Towa and the Guardians of the Sacred Tree Review

How did Bandai Namco and Brownies’ new roguelite hold up after my initial preview? I’ll tell you.

Towa and the Guardians of the Sacred Tree. Credit: Bandai Namco / Brownies

Last month, I had the opportunity to spend a couple of hours with a preview of Bandai Namco’s action roguelite Towa and the Guardians of the Sacred Tree. I’ve now played the full release, this time on PlayStation 5. My overall feelings on the game have cooled; I’m charmed by its presentation, but found myself increasingly frustrated by its execution.

As a refresher, Towa’s central gimmick in its Hades-like gameplay is that you take two of eight of your characters into combat when you do a run. The first one is the Tsurugi, who juggles the durability of two swords as your main attacker. The second is the Kagura, who runs after the first character and can cast two support spells. Each playable character has a unique combination of two attacks or skills for each role.

Towa and the Guardians of the Sacred Tree. Credit: Bandai Namco / Brownies

Here’s a brief excerpt from my last article, describing the game’s story:

Towa is a priestess of Shinju who gathers eight guardians to help defend her village from a great evil known as Magatsu. After failing their attempt to seal Magatsu in the prologue, he exiles them to another timeline and freezes Towa’s village in time. Towa can lend her mystical help to the guardians despite their separation, so they continue to fight Magatsu and his corruption.

The game’s writing is a disappointment. Events and twists that are part of the game’s core conceit (which I won’t spoil) lacked emotional impact for me. The game’s writing doesn’t give enough depth to any of the characters for me to care about what happens to them. Conversations that are intended to get players invested take too long and communicate very little. I eventually lost patience with the conversations, and it made me want to completely disengage from the narrative. In retrospect, I should have seen this coming from the preview, considering just how long it takes to get to gameplay if you don’t skip the game’s opening.

Towa and the Guardians of the Sacred Tree. Credit: Bandai Namco / Brownies

Build customization continued to impress me with deep upgrade trees and the swordcrafting system that lets you forge weapons to boost stats. Over my playthrough, however, it became clear that the UI driving those systems is poorly designed, creating more confusion than clarity. This is compounded by the large number of currencies and upgrade items.

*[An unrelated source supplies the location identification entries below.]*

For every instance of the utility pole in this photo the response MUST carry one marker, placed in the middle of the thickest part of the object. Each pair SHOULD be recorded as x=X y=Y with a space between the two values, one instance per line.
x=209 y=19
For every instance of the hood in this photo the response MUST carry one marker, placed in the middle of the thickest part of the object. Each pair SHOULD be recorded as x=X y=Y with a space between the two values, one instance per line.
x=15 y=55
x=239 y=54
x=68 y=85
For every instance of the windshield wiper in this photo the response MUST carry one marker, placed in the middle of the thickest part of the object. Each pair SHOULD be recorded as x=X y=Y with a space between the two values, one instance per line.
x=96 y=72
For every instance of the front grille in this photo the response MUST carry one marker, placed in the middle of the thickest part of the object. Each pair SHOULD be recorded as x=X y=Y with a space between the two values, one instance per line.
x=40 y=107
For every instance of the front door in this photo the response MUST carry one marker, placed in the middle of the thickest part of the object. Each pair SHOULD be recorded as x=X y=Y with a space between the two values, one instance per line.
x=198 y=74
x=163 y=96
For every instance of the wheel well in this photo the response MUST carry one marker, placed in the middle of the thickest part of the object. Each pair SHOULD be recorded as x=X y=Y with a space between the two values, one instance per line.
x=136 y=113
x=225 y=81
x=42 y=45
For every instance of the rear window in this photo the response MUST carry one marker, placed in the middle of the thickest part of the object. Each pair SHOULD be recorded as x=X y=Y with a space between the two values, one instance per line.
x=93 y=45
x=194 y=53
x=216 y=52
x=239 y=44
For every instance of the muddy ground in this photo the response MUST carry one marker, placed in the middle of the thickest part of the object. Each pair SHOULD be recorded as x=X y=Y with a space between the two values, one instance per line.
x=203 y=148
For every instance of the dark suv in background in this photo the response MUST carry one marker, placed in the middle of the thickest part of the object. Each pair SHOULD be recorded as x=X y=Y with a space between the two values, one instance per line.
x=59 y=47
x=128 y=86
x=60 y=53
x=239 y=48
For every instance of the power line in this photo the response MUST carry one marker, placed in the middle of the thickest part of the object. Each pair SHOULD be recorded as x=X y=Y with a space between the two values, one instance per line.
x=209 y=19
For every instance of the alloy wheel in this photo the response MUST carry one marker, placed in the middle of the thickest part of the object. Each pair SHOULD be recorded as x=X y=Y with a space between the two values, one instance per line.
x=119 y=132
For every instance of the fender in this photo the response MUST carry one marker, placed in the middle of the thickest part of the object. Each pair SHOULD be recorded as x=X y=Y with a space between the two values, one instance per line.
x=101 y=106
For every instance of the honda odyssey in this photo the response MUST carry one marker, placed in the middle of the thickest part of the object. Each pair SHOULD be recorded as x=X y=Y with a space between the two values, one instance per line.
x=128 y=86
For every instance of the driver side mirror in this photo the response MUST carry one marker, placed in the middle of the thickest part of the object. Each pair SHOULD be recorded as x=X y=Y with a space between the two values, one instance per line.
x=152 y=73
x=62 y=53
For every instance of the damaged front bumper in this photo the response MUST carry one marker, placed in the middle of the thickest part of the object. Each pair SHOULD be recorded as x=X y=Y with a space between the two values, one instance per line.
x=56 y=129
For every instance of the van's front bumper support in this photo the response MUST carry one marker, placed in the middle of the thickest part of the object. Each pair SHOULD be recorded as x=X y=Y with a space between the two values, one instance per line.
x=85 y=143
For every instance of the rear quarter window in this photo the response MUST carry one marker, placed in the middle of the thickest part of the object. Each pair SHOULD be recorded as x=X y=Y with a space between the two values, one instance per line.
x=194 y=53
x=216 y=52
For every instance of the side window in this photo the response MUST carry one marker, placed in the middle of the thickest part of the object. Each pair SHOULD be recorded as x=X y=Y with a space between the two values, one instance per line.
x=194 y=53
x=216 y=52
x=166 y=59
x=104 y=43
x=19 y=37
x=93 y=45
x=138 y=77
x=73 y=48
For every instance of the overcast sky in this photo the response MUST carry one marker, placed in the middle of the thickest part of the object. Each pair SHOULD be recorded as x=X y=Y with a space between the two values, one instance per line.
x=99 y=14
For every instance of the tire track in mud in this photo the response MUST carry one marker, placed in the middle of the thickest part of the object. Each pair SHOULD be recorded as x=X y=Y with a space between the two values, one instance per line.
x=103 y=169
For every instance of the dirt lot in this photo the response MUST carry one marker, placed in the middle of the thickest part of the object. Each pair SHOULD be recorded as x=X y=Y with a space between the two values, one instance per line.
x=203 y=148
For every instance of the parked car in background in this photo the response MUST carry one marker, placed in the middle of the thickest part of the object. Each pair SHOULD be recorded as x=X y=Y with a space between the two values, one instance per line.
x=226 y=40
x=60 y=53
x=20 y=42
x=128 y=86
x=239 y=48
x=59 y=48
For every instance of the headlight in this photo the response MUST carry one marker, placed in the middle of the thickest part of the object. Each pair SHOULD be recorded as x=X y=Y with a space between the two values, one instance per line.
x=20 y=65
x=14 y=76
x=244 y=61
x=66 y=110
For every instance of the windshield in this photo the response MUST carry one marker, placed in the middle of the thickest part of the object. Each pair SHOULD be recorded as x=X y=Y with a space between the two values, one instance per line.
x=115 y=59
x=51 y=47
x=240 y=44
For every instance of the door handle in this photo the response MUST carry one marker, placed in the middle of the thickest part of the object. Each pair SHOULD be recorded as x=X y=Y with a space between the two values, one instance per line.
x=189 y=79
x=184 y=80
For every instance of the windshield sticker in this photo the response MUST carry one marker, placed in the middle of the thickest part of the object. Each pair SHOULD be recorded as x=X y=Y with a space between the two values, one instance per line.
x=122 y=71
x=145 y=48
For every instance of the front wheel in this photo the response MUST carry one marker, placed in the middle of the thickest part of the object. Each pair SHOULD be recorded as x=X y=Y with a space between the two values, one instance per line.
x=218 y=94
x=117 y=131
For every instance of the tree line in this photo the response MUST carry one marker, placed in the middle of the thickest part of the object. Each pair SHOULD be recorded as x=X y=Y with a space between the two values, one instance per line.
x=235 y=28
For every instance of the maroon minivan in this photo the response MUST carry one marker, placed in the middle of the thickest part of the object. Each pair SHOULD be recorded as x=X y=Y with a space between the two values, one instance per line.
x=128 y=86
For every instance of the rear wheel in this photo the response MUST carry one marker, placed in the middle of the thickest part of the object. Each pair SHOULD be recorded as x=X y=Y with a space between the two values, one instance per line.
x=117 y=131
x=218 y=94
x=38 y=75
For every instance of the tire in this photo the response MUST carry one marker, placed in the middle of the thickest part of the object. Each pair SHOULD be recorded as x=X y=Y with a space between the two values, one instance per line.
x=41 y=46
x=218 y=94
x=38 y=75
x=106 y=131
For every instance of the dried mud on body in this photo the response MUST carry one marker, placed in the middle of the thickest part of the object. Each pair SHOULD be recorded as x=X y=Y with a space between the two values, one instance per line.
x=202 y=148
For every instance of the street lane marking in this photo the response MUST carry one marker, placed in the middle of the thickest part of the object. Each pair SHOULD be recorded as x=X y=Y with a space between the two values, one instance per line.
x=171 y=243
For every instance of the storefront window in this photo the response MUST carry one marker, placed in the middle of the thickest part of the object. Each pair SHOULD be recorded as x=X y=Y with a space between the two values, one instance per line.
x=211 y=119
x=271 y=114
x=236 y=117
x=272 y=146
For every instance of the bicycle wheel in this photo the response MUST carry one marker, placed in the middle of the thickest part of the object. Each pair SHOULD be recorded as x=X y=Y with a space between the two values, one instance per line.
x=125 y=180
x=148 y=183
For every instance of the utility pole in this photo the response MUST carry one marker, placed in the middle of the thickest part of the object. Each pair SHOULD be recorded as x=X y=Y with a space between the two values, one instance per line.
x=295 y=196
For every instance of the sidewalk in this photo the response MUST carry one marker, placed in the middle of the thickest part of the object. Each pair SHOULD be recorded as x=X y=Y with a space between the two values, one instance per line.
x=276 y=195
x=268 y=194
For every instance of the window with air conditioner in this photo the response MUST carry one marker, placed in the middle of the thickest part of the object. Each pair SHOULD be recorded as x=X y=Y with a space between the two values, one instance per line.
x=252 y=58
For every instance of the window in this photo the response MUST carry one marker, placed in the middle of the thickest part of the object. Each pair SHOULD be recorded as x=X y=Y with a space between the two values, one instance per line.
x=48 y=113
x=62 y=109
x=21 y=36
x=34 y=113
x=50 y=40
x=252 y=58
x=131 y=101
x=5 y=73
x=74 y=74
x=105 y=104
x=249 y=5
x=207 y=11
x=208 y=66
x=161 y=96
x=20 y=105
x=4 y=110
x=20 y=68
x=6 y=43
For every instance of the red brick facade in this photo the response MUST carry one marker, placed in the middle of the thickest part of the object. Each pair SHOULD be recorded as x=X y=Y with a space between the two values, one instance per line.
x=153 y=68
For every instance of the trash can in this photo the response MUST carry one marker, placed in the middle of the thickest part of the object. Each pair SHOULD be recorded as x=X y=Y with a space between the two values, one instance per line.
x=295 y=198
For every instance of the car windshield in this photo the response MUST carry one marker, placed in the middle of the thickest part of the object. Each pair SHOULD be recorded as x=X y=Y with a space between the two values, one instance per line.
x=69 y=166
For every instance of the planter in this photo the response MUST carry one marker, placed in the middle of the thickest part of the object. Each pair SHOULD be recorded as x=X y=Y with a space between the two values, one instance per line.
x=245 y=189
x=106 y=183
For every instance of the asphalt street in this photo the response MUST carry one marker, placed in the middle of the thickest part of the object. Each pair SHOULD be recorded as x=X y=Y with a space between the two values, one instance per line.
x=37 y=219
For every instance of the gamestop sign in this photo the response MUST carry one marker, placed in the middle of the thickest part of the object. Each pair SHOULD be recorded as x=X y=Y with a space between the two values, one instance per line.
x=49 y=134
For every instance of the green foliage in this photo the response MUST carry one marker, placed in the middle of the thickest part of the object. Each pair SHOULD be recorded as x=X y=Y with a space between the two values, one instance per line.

Spending more time with the combat revealed how shallow it becomes despite the novelty of the two-character system. While each guardian can fill either the melee Tsurugi or magic-casting Kagura position, the gameplay differences feel less meaningful than they initially appear. Towa becomes formulaic quickly. Combat feels increasingly rote as you cycle through the same patterns of dash, pound, and spell-casting across nearly indistinguishable arena encounters.

Towa and the Guardians of the Sacred Tree. Credit: Bandai Namco / Brownies

My frustration with the supporting character taking damage intensified rather than diminished the more I played. Since both characters share a health bar, but you can only directly control one, watching your Kagura walk into area attacks while you're perfectly dodging as the Tsurugi remains infuriating. The game offers manual Kagura control, but juggling both characters simultaneously feels clunky and only makes things worse, leading to faster deaths.

The more I played, the more irritated I also became at the weapon durability mechanic that constantly forces you to swap between your two swords. Rather than creating the rhythmic combat flow the developers intended, it becomes a tedious interruption that detracts from creating any kind of flow state. The developers needed to find more organic ways to encourage the use of both weapons, rather than creating an artificial limitation.

Towa and the Guardians of the Sacred Tree. Credit: Bandai Namco / Brownies

I still love the game’s art, particularly the character designs, which remain absolutely charming. Each of the eight guardians brings a distinct personality through expressive animations and memorable visual flair, from the anthropomorphic shiba inu to the muscular koi fish warrior. The isometric 3D world’s colorful richness still stood out, as well.

Towa and the Guardians of the Sacred Tree attempted to differentiate itself from other Hades clones with some bold choices in its design and narrative. Unfortunately, it never quite assembles them into a cohesive, emotionally resonant experience thanks to lackluster writing and mechanics that create more friction and frustration than fun.

Towa and the Guardians of the Sacred Tree is available on Steam, PlayStation 5, Nintendo Switch, and Xbox Series X|S.